Is the fluid mosaic (and the accompanying raft hypothesis) a suitable model to describe fundamental features of biological membranes? What may be missing?

Abstract

The structure, dynamics, and stability of lipid bilayers are controlled by thermodynamic forces, leading to overall tensionless membranes with a distinct lateral organization and a conspicuous lateral pressure profile. Bilayers are also subject to built-in curvature-stress instabilities that may be released locally or globally in terms of morphological changes leading to the formation of non-lamellar and curved structures. A key controller of the bilayer's propensity to form curved structures is the average molecular shape of the different lipid molecules. Via the curvature stress, molecular shape mediates a coupling to membrane-protein function and provides a set of physical mechanisms for formation of lipid domains and laterally differentiated regions in the plane of the membrane. Unfortunately, these relevant physical features of membranes are often ignored in the most popular models for biological membranes. Results from a number of experimental and theoretical studies emphasize the significance of these fundamental physical properties and call for a refinement of the fluid mosaic model (and the accompanying raft hypothesis).

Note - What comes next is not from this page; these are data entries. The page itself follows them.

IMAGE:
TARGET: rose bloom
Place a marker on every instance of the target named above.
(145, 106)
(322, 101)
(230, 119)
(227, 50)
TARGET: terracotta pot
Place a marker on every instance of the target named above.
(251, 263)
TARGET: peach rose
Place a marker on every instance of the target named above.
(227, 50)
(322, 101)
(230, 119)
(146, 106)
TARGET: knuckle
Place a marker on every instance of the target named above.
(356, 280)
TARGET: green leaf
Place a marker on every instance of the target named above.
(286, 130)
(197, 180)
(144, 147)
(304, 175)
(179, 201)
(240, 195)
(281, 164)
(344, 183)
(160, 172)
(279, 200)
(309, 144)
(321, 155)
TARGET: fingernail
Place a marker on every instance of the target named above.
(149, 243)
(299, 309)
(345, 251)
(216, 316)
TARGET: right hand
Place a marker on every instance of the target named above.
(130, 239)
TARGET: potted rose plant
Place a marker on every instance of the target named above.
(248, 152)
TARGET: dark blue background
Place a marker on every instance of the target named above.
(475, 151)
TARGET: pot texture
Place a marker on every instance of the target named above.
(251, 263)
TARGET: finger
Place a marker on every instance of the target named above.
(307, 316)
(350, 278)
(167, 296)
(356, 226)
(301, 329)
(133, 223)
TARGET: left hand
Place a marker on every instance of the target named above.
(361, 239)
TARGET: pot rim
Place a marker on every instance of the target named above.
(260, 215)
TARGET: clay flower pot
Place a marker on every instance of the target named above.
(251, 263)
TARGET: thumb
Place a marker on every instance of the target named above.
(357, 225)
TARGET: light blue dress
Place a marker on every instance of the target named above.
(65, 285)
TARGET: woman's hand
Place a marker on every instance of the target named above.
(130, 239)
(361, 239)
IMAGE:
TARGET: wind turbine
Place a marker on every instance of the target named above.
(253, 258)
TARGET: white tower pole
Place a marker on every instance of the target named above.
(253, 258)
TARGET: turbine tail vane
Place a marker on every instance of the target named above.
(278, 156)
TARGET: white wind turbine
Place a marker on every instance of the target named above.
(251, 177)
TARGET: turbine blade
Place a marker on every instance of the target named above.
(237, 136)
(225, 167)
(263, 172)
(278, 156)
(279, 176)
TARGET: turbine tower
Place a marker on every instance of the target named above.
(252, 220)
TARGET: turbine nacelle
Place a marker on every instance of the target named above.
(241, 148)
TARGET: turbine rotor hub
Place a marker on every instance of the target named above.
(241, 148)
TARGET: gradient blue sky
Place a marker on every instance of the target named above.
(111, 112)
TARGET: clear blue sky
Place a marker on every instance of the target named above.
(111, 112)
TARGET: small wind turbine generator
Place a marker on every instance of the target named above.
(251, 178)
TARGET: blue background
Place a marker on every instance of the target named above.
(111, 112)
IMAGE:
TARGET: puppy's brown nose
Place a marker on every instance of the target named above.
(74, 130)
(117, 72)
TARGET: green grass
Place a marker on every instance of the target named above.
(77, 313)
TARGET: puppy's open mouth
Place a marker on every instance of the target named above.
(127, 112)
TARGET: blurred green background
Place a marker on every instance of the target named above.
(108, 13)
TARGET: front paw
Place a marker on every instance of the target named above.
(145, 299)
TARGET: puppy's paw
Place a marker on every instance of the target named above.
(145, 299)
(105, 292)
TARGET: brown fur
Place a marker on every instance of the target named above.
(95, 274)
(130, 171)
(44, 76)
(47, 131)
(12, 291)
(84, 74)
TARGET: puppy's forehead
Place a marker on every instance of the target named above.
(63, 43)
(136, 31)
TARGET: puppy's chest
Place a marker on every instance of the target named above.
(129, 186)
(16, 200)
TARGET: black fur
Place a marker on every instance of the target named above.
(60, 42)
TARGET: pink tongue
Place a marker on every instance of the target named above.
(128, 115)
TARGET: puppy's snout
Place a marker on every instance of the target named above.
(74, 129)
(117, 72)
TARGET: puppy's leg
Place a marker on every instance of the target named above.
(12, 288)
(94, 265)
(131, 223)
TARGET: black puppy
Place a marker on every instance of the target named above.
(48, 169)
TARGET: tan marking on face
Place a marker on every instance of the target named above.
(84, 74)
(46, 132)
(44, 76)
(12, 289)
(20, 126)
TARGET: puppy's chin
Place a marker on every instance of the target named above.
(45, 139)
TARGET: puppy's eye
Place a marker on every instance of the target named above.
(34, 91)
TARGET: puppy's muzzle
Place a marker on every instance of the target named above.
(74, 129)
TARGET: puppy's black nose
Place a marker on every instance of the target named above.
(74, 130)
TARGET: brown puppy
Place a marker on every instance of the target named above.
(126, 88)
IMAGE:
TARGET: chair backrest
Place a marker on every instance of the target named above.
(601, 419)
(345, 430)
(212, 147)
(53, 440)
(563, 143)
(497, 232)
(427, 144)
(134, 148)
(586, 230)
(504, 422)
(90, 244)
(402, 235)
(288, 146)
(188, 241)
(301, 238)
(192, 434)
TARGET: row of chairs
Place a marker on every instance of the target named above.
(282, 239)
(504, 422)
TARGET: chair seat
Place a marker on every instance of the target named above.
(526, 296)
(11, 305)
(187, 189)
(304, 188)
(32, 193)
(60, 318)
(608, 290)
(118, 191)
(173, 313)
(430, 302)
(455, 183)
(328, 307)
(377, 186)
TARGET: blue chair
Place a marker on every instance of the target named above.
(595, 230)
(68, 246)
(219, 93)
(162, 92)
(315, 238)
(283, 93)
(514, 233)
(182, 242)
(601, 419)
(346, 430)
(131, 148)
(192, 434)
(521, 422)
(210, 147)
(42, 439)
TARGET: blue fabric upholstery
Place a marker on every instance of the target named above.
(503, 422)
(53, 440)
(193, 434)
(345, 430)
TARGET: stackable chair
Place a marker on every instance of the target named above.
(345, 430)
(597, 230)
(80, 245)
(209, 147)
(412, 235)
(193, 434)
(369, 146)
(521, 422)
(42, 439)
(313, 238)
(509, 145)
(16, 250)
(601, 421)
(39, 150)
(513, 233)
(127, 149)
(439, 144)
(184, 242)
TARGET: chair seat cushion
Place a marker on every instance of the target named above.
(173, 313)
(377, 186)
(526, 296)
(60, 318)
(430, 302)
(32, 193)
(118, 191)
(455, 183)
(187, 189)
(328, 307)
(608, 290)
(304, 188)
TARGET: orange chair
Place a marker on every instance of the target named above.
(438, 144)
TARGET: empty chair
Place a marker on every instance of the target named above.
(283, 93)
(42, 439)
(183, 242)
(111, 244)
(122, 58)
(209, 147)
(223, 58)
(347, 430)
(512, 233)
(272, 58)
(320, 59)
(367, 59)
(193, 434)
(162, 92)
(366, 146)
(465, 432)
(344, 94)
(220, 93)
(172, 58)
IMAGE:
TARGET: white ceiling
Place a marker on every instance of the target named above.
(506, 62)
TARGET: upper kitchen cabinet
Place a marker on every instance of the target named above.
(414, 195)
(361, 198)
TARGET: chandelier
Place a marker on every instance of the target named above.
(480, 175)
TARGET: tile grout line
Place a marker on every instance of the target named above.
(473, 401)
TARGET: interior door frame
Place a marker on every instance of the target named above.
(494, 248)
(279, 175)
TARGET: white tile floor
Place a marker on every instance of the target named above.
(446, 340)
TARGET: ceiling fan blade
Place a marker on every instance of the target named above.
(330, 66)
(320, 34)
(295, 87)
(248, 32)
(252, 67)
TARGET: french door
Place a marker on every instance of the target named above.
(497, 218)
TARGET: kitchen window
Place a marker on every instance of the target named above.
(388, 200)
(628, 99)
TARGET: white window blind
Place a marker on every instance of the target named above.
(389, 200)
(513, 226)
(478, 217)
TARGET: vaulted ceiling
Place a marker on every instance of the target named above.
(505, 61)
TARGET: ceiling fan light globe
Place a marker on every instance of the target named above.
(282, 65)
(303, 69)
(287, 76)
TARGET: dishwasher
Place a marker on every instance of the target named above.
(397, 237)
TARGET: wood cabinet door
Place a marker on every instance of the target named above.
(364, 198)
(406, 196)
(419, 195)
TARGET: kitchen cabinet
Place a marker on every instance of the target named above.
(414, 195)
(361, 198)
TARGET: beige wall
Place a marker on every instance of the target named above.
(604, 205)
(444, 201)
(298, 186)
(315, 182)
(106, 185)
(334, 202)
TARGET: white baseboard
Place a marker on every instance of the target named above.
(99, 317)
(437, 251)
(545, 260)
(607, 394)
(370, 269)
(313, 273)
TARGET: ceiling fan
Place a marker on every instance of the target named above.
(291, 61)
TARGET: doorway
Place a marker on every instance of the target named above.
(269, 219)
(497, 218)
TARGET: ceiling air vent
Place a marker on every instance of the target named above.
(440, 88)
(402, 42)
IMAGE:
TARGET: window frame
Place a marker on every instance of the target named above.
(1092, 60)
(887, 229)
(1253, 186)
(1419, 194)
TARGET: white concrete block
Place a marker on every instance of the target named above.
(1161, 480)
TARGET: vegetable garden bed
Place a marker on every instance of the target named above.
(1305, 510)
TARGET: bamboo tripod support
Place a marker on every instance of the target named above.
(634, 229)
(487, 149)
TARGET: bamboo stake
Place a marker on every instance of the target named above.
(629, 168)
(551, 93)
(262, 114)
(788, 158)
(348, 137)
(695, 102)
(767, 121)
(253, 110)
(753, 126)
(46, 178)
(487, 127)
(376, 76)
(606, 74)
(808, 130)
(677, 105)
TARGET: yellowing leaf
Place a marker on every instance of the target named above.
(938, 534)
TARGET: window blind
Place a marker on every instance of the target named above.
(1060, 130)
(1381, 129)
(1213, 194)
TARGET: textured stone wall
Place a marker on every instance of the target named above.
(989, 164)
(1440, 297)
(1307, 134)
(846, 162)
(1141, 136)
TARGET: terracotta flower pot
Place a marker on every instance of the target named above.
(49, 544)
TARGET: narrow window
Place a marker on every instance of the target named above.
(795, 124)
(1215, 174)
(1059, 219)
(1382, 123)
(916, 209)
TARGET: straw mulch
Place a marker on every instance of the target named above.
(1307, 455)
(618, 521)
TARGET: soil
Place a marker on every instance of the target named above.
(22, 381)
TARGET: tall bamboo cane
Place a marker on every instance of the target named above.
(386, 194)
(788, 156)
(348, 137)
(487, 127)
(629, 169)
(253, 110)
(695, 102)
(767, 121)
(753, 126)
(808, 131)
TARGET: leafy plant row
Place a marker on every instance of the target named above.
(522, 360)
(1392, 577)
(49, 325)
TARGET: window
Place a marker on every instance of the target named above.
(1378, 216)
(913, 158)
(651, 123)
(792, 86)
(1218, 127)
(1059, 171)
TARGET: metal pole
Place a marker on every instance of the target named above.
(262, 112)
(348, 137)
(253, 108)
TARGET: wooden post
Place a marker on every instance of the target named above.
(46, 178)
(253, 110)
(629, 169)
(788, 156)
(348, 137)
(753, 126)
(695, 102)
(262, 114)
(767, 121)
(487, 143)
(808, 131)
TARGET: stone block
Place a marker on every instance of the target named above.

Keywords: fluid mosaic model; membrane compositional fluctuations; membrane curvature; membrane domains; membrane lateral organization; membrane lateral pressure profile; raft hypothesis.

FIGURE 1

Schematic illustrations of: (A) the lateral pressure profile, p(z), of a lipid bilayer, revealing regions of expansive (positive) pressures and regions of large tensile (negative) pressures; (B) lamellar and non-lamellar lipid aggregates formed by self-assembly processes in water. The different structures have different senses of curvature and are arranged in accordance with the value of the phenomenological molecular packing parameter P; (C) Lipid monolayers with positive, zero, and negative (from top to bottom) curvature determined by the shape of the lipid molecules. Stable lipid bilayer (center) formed by two opposing lipid monolayers. If the monolayers were not constrained by being in the bilayer, they may curve as shown at the top and the bottom illustrations. In the latest cases, the stable bilayer would suffer from a built-in curvature stress. Adapted from Mouritsen (2011a) with permission.

FIGURE 2

Confocal fluorescence images of natural membranes showing micrometer-sized domains. Left: skin stratum corneum lipids membranes from human. This specialized membrane contains 11 different ceramides, cholesterol, and long chain (C₂₄–C₂₆) fatty acids in a ~1:0.9:0.4 mol ratio, and displays coexistence of two gel-like phases (Plasencia et al., 2007). The membrane is labeled with DiIC₁₈, T = 32°C (which represent skin physiological temperature. Right: pulmonary surfactant membranes from pig. This specialized membrane is mainly composed of phospholipids and small amounts of specifically associated proteins (SP-B and SP-C). Among the phospholipids, significant amounts of dipalmitoylphosphatidylcholine (DPPC) and phosphatidylglycerol are present, both of which are unusual species in most animal membranes. Mono-unsaturated phosphatidylcholines (PC), phosphatidylinositol, and neutral lipids including cholesterol are also present in varying proportions (Bernardino de la Serna et al., 2004). This natural membrane is labeled with DiIC₁₈ (red) and Bodipy-PC (green) and is displaying coexistence of lo and ld-like phases, T = 37°C. Scale bars are 10μm.